Senhora Hermann e Hermann Hesse, Contos de Amor
Excelentíssima Senhora:
Convidou-me um dia a escrever-lhe. Pensou que seria muito agradável para um jovem com tendências literárias poder enviar cartas a uma bela e prezada dama. Tem razão, é muito agradável.
E além disso, também notou que escrevo muito melhor do que falo. Por conseguinte eis-me a escrever-lhe. É a minha única oportunidade de lhe dar um pequenino prazer, e é isso o que eu muito gostaria de fazer. Porque eu a amo, minha senhora. Permita-me ser mais pormenorizado! É necessário , porque de outro modo não me poderá compreender, e talvez se justifique porque esta será a única carta que lhe escrevo. E basta de introduções!
(…)
Um dia apaixonei-me e, sem esperar, tinha de novo todoas as ligações com a vida, mais fortes e mais multifacetadas do que nunca antes.

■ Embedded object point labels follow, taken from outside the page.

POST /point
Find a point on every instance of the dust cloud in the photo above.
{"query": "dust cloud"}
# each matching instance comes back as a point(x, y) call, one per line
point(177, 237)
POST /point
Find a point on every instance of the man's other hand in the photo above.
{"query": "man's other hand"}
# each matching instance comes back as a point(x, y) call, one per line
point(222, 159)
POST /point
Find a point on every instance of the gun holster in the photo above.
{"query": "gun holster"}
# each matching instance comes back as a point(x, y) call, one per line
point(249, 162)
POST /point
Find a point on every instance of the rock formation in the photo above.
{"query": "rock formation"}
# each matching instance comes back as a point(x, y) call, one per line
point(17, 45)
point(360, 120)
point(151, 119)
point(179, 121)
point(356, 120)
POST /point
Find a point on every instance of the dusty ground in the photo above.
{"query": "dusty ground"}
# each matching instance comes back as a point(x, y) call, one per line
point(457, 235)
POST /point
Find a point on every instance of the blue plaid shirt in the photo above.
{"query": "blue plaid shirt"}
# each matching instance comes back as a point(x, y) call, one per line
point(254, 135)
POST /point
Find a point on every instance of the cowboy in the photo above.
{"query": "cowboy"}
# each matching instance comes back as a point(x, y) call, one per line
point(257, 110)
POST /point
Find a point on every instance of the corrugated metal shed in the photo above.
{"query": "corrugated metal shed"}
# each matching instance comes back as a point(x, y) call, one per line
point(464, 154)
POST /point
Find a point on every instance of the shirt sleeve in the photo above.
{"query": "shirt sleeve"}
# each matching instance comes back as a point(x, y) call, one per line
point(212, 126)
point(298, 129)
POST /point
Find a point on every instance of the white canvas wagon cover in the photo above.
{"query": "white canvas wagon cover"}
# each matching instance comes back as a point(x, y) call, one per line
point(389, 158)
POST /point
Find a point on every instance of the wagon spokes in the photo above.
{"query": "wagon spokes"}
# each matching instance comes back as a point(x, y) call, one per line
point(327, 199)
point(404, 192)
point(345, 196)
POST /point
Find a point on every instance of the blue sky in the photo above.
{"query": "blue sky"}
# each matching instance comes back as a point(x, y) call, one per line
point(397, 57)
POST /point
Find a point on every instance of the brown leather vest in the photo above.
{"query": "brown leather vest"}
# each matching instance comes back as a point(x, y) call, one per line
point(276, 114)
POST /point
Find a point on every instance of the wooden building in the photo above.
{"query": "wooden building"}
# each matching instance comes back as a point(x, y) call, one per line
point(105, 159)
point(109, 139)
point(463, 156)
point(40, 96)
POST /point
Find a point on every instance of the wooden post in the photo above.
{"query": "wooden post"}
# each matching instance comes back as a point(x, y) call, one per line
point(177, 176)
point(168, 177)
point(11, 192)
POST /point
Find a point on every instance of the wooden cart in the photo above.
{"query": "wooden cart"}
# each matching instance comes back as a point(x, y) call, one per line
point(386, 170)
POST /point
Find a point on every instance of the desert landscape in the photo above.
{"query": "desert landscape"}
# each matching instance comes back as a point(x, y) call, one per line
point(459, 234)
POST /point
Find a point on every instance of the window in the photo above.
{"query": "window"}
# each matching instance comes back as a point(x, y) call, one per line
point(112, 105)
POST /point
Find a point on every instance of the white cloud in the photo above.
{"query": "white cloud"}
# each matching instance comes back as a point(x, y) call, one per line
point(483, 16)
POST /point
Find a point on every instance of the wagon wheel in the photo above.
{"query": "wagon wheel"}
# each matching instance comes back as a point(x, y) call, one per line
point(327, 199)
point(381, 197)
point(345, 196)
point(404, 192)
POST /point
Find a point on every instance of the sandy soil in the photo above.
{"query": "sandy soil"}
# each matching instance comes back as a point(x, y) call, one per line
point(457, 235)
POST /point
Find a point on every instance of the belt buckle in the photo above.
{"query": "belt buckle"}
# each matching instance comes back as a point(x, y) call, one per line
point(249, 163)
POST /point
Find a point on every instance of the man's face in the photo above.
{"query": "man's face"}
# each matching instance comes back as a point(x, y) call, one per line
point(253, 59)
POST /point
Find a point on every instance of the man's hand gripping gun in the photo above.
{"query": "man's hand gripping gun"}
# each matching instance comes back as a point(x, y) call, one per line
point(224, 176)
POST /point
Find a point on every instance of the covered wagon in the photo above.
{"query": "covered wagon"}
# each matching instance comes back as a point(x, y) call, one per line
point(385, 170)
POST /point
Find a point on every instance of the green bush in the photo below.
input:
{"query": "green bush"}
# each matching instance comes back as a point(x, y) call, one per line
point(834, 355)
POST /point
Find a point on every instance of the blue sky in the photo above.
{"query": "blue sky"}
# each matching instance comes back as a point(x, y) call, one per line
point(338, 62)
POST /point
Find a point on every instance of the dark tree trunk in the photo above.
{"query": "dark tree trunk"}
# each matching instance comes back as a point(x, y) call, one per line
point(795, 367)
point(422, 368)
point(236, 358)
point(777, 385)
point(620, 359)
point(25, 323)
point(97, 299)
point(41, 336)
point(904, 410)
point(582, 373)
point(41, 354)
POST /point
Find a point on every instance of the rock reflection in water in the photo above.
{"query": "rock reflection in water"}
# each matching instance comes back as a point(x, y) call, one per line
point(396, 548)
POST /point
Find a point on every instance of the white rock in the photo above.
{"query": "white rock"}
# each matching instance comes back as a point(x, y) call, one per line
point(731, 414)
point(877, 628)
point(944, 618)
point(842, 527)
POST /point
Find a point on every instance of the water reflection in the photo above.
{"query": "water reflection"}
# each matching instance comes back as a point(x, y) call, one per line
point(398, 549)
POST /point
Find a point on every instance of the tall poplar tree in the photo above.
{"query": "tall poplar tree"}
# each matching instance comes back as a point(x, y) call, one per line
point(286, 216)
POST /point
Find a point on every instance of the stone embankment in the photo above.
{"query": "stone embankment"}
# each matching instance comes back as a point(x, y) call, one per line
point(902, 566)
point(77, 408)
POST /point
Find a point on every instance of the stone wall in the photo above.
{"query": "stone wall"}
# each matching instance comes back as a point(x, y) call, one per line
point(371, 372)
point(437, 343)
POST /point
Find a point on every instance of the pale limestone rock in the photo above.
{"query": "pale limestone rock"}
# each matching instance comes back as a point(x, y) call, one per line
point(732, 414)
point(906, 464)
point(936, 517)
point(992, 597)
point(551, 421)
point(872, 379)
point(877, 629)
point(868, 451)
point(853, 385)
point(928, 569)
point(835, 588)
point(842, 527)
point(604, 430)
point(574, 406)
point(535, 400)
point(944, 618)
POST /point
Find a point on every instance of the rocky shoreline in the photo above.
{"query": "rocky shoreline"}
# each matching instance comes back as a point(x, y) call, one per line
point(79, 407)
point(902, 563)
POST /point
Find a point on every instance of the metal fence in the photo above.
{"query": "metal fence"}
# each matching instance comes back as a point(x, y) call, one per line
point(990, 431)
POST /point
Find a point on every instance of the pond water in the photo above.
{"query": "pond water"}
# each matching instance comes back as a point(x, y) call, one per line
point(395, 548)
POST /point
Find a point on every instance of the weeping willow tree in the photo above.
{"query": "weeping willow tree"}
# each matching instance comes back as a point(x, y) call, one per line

Desde então tenho vivido horas e dias maiores e mais deliciosos, mas nunca essas semanas e meses, tão quentes e tão plenos de um sentimento permanentemente torrencial. Não lhe quero contar a história do meu primeiro amor, não tem importância, e as circunstâncias exteriores bem podiam ter sido diferentes. Mas a vida, que então vivi, gostaria de a descrever um pouco, se bem que saiba que não vou conseguir. A busca apressada teve um fim. Encontrei-me de repente no meio do mundo vivo e estava ligado por inúmeros filamentos à terra e às pessoas. Os meus sentidos pareciam estar mudados, mais aguçados e mais vivos. Especialmente os olhos. Via tudo diferente do que via anteriormente. Via cores mais claras e mais variadas, como um artista, e sentia prazer na simples contemplação.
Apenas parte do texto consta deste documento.